À ce mot de rhopographie qu’il croyait désigner un genre, Welcker[8] opposait le mot de mégalographie qui se rencontre dans Vitruve. « Les anciens, dit l’architecte latin, se mirent ensuite à orner de paysages variés les longues galeries ; ils choisirent, pour les représenter, des lieux remarquables par quelque particularité ; en effet on peint des ports, des promontoires, des rivages, des fleuves, des montagnes, des détroits, des temples, des bois, des troupeaux, des pasteurs ; de même en quelques endroits, les anciens employèrent une mégalographie qui représentait les images des dieux ou des mythes se développant avec ordre, par exemple les combats de Troie ou les aventures d’Ulysse[9]. » Il nous semble que dans ce passage la mégalographie désigne une peinture qui représente, en plusieurs scènes, de grands événements, une peinture semblable aux peintures esquilines par opposition à la peinture des sujets isolés ou à celle de paysage, non par opposition aux tableaux de Piraïcus qui représentaient des échoppes, des étals de marchands ou des animaux. La mégalographie ne serait pas plus notre grande peinture que la rhopographie ne serait notre peinture de genre ou de nature morte.

Question de mots après tout ! car quel que soit le terme dont les anciens se sont servis pour désigner les tableaux de nature morte, il n’est pas dou- teux qu’ils aient connu ce genre de peinture.
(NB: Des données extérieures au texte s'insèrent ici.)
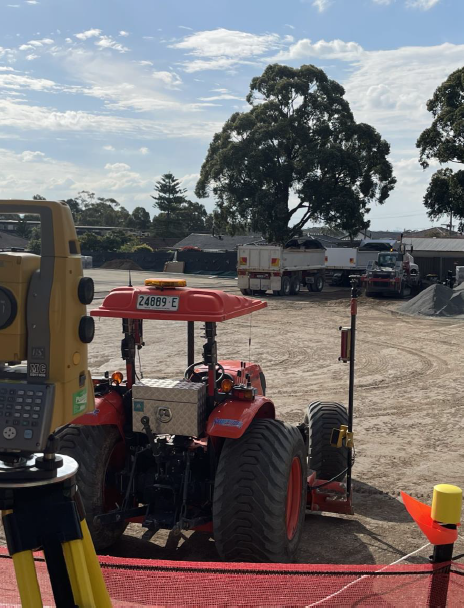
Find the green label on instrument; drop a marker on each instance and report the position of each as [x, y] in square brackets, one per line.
[79, 401]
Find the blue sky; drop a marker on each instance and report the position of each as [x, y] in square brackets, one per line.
[107, 95]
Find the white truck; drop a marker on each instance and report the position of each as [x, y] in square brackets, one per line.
[340, 263]
[393, 273]
[281, 269]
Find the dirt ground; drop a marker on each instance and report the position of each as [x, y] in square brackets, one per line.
[408, 401]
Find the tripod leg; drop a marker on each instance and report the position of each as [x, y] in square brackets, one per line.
[77, 567]
[100, 592]
[26, 577]
[57, 570]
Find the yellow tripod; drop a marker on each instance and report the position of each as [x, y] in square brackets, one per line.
[46, 514]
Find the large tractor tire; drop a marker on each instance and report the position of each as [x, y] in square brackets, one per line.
[99, 452]
[260, 494]
[327, 461]
[285, 287]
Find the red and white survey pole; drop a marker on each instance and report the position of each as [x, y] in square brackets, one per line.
[348, 344]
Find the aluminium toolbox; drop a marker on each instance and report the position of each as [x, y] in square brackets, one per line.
[173, 406]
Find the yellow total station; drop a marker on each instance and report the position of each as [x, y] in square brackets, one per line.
[44, 331]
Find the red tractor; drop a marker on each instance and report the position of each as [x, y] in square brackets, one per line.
[204, 452]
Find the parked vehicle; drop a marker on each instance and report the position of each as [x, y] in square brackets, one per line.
[340, 263]
[393, 273]
[284, 270]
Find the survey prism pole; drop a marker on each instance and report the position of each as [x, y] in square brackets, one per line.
[439, 523]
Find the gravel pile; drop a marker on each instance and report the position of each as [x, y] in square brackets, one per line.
[122, 263]
[436, 300]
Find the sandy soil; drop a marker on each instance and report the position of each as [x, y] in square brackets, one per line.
[408, 403]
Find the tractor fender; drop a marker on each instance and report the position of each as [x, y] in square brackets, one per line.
[109, 411]
[232, 417]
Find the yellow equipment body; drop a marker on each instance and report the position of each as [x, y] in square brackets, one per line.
[447, 504]
[43, 322]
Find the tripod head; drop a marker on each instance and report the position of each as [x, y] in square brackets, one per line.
[44, 332]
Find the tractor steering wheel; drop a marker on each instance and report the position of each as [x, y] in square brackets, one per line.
[190, 373]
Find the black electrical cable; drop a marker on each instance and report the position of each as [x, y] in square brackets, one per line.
[340, 474]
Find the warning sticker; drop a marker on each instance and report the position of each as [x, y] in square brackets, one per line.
[79, 401]
[37, 370]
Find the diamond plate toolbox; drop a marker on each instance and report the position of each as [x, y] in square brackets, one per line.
[173, 406]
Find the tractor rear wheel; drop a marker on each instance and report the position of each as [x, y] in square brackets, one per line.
[260, 494]
[327, 461]
[99, 451]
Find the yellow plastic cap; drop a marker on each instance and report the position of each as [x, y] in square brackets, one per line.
[447, 504]
[165, 283]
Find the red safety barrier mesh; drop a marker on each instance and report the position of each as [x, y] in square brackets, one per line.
[151, 584]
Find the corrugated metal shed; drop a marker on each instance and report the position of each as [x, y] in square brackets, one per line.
[206, 241]
[434, 244]
[11, 241]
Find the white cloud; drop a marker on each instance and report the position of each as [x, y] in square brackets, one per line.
[24, 174]
[389, 89]
[322, 5]
[88, 34]
[223, 96]
[333, 49]
[223, 49]
[40, 43]
[29, 155]
[18, 82]
[424, 5]
[106, 42]
[227, 43]
[24, 117]
[170, 79]
[117, 167]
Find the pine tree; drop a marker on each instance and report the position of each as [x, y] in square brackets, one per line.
[169, 200]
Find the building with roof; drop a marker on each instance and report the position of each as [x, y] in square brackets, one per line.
[8, 241]
[436, 255]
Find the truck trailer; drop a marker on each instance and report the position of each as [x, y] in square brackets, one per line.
[282, 270]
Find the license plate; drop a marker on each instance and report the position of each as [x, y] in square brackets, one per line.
[156, 302]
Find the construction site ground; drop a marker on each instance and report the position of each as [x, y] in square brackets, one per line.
[408, 407]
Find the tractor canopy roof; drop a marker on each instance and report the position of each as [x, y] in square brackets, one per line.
[172, 300]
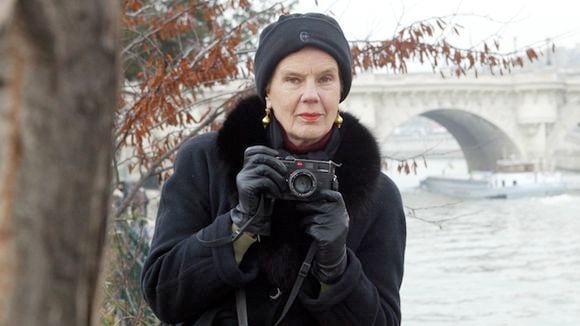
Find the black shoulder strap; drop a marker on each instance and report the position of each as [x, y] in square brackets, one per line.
[299, 280]
[241, 293]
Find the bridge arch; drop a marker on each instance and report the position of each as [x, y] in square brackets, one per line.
[527, 116]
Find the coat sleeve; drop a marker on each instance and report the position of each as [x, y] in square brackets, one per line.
[182, 278]
[368, 292]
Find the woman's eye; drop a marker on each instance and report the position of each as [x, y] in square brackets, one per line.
[326, 79]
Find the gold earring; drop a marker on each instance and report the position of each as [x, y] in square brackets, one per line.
[266, 118]
[339, 120]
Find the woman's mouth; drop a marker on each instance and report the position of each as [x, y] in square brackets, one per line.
[310, 117]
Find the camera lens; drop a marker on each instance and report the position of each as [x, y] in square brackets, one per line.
[302, 183]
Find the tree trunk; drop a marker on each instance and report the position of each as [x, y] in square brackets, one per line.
[59, 69]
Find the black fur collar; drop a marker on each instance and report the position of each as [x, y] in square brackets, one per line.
[358, 151]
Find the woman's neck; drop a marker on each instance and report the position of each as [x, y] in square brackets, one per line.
[318, 145]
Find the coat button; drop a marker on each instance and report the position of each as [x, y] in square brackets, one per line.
[275, 294]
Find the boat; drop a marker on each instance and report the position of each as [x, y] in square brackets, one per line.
[511, 179]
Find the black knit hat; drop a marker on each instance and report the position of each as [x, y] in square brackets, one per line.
[293, 32]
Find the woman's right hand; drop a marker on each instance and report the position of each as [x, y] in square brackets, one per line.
[263, 177]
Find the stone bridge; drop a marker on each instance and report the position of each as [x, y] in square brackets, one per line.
[525, 115]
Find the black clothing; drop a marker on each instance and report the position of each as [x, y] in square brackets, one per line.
[290, 34]
[182, 279]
Les murs d’Herculanum et de Pompéi, comme cette description de Philostrate, en font foi. Nous avons essayé, dans l’introduction, de dire en quoi le tableau décrit par Philostrate diffère des peintures analogues de la Campanie ; nous ne reviendrons pas sur ce sujet.


Pélops sur son char.
(D’après un scarabée en cornaline conservé à la Bibliothèque nation. Cat. Chabouillet, no 1390). Voir page 348.
  1. Suivant qu’on fait venir ce mot de ῥωπος ou de ῥῶπες. Cf. Etym. M. Welcker ad Philostratum, p. 396 et les textes réunis par Jahn, Darstellungen des Handwerks und Handsverkehrs.
  2. Anth. pal., VI, 355, ῥωπικà γραψαμένα.
  3. Ad Atticum, XV, 16.
  4. Cf. Jahn, ouvrage cité.
  5. Pl, H. N. V, 35, 37.
  6. Artes sordidæ (Cic., De off., I, 42, 15 ; Sen., epp. 38, 21).
  7. Urlichs (Chrest. Plin.) a proposé rhopicographos. C’est toujours un mot plus faible et moins dédaigneux que rhyparographos.
  8. Jahn aussi, voir l’ouvr. déjà cité.
  9. Vitr., VII, 5.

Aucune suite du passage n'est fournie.